14/07/2014
Non sono cinquanta le sfumature di grigio che ha visto il piccolo bretone nella sua breve vita.
Sono molte di più.
Ha corso e percorso la Francia, il Belgio e l’Italia.
Piegato sulla sua bicicletta, pesante come un cancello.
Ha bevuto vino e ruttato pioggia.
Riprendendo sempre a pedalare, sinché le gambe non sono diventate di piombo.
Lì dove le Ardenne sono state l’inferno di una generazione.
Si pedala fissando l’asfalto, diceva.
Non si alza la testa.
Non si guarda la vetta.
Si evita lo sgomento del panorama.
Si pedala fissando l’asfalto e aspirandone le sfumature.
Come gli eschimesi la neve o i polinesiani il mare.
Si intuisce dalla terra la forza di ogni singola pedalata.
Non si contano quelle che mancano.
Non si perde coraggio nella consapevolezza dei giorni che devono ancora venire.
Si prende coraggio dal presente di ogni spinta verso il basso e dal futuro del calcagno che torna verso l’alto.
E’ qui il senso di tutta la giornata.
In questa gamba sinistra che scende e in questa coscia destra che sale, mentre gli occhi traguardano il suolo oltre il manubrio e le sue strette corna, senza mai guardare il cielo.
Ma è così anche la vita.
La vita dei poveri abituati alla fatica della terra, al sonno pesante della notte alla dolorosa stanchezza dell’alba.
Ogni giorno, una pedalata che fissa l’asfalto, mai gli occhi al cielo.
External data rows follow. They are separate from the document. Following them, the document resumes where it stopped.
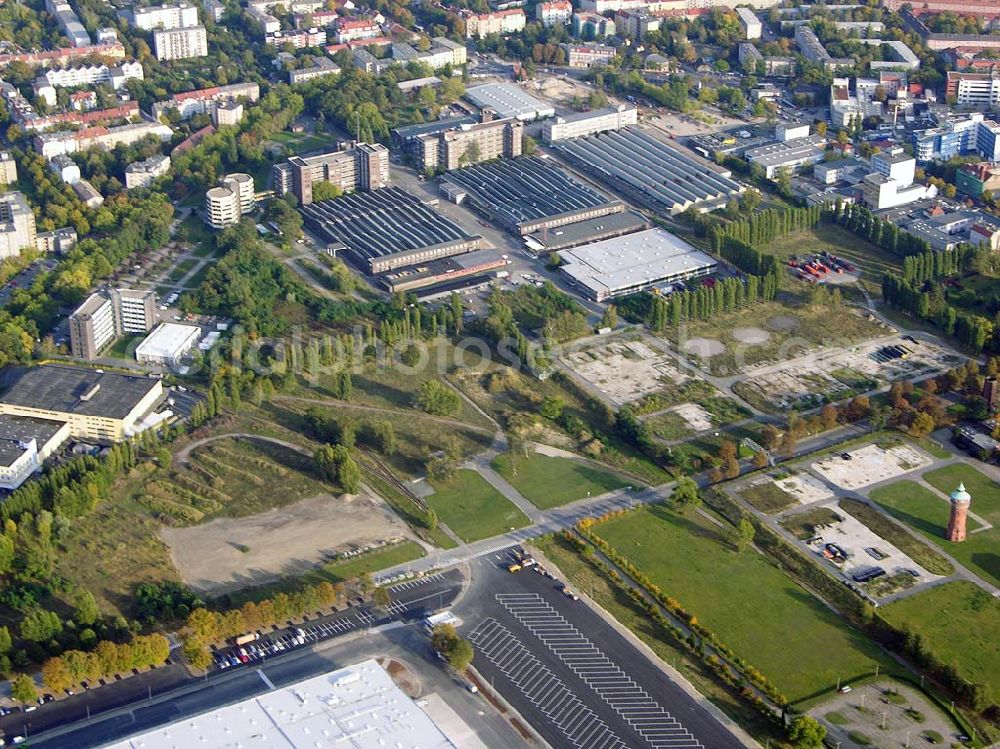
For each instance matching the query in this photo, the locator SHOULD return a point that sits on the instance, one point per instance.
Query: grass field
(768, 497)
(580, 570)
(960, 623)
(232, 478)
(120, 348)
(984, 490)
(873, 261)
(928, 514)
(760, 613)
(550, 482)
(473, 509)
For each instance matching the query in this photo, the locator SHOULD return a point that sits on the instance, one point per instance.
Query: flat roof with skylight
(358, 707)
(632, 263)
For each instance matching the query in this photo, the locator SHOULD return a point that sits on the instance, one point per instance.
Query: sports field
(802, 646)
(549, 482)
(472, 508)
(960, 623)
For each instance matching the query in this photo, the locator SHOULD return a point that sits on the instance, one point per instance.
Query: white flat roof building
(632, 263)
(358, 706)
(167, 344)
(509, 101)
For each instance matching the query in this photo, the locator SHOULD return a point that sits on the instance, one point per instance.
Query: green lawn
(984, 490)
(961, 624)
(755, 609)
(873, 261)
(927, 513)
(550, 482)
(473, 509)
(120, 348)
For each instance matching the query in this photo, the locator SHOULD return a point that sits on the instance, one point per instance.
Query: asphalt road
(169, 692)
(572, 675)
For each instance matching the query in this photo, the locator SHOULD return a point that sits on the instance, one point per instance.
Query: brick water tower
(960, 501)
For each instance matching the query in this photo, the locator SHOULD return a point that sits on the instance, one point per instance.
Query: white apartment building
(17, 225)
(752, 27)
(175, 16)
(588, 123)
(142, 173)
(180, 44)
(222, 207)
(500, 22)
(242, 185)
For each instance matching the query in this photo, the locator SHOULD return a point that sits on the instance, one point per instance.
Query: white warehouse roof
(168, 341)
(633, 262)
(509, 100)
(358, 707)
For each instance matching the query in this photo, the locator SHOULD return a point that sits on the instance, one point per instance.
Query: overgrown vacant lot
(873, 261)
(960, 624)
(926, 513)
(550, 482)
(472, 508)
(765, 617)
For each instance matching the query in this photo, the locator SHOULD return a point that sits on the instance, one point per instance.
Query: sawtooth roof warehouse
(632, 263)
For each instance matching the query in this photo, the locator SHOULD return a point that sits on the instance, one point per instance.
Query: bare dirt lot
(231, 553)
(624, 370)
(871, 464)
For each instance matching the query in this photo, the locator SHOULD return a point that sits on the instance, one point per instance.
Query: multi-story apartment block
(106, 315)
(8, 168)
(583, 124)
(17, 225)
(973, 89)
(298, 38)
(180, 15)
(362, 167)
(958, 136)
(592, 26)
(69, 141)
(555, 13)
(588, 55)
(469, 143)
(479, 26)
(351, 29)
(204, 100)
(180, 44)
(142, 173)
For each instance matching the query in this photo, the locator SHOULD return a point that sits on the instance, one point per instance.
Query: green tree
(22, 689)
(742, 535)
(86, 609)
(437, 399)
(805, 732)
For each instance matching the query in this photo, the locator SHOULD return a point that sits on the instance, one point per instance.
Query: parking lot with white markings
(570, 673)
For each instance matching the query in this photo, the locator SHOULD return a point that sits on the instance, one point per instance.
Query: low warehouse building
(168, 344)
(526, 194)
(655, 174)
(98, 406)
(633, 263)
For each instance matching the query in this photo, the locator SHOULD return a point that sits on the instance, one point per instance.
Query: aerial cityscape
(499, 374)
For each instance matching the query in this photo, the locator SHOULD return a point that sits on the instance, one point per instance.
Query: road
(170, 692)
(570, 673)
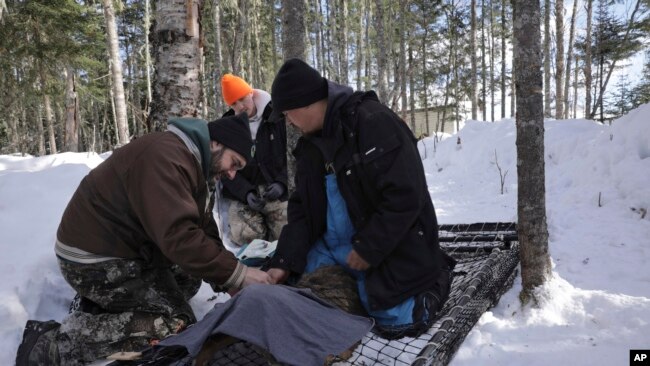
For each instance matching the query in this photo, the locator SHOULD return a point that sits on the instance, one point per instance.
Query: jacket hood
(196, 130)
(337, 95)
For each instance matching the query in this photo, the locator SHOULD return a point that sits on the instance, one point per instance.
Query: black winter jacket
(381, 177)
(269, 163)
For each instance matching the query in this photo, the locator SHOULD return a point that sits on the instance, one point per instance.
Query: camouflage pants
(138, 304)
(247, 225)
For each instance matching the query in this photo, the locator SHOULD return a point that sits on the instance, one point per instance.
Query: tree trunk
(218, 62)
(569, 55)
(588, 61)
(343, 41)
(47, 104)
(472, 50)
(531, 206)
(360, 44)
(601, 91)
(318, 32)
(412, 90)
(369, 56)
(402, 57)
(382, 56)
(177, 50)
(559, 59)
(547, 58)
(293, 29)
(576, 75)
(3, 7)
(293, 23)
(504, 31)
(425, 99)
(116, 73)
(483, 66)
(147, 56)
(50, 124)
(492, 51)
(71, 135)
(41, 131)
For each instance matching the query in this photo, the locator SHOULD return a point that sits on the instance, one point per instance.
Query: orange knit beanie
(233, 88)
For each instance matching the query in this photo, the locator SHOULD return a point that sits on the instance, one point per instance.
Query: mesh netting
(487, 255)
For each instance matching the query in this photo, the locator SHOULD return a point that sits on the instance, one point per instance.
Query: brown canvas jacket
(149, 200)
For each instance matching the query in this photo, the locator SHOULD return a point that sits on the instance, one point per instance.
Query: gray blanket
(295, 326)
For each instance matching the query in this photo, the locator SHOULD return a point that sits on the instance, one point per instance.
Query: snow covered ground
(594, 310)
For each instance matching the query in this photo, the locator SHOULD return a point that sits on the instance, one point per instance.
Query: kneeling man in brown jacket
(138, 236)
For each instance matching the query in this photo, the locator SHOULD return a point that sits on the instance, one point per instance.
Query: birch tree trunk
(369, 56)
(531, 205)
(547, 58)
(177, 51)
(483, 66)
(3, 7)
(293, 46)
(40, 141)
(293, 29)
(472, 49)
(147, 55)
(504, 31)
(218, 62)
(402, 56)
(343, 36)
(71, 135)
(588, 61)
(47, 104)
(569, 56)
(116, 73)
(318, 31)
(50, 124)
(492, 51)
(425, 99)
(559, 59)
(360, 45)
(412, 90)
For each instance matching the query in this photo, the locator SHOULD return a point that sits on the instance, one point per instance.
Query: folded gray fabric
(295, 326)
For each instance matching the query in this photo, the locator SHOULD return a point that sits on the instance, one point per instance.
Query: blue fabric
(333, 249)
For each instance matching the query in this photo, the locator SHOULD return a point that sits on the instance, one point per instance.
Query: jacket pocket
(379, 157)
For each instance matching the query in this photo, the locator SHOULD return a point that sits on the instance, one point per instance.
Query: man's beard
(217, 157)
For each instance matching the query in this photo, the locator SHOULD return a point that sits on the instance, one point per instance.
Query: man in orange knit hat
(257, 197)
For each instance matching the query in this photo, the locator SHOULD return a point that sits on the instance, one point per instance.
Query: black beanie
(297, 85)
(234, 133)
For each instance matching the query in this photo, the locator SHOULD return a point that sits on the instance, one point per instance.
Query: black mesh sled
(487, 255)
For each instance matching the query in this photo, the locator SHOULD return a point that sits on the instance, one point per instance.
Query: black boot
(39, 344)
(80, 303)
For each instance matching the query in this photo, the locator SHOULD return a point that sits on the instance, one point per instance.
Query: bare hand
(254, 275)
(278, 275)
(356, 262)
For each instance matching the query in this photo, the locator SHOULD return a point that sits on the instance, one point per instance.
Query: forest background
(90, 75)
Perché anche oggi c’è qualcosa da fare, qualcosa di urgente, qualcosa che se si alzasse gli occhi al panorama non si farebbe, presi dallo sgomento del futuro, dal bisogno del cielo stellato e dei suoi universi.
Finché questi occhi piagati di asfalto, come la cataratta di un pescatore, non sono sordi al pianto di un bambino sotto pelle e lì, in quel momento, diventa inutile continuare a correre.
Perché si corre per quel bambino e se si perde l’istante in cui ha bisogno di noi, meglio lasciarsi cadere, che nulla è peggio del raggiungere il traguardo e rendersi conto che le miglia di asfalto che hanno consumato i nostri occhi hanno anche dimenticato la nostra vita.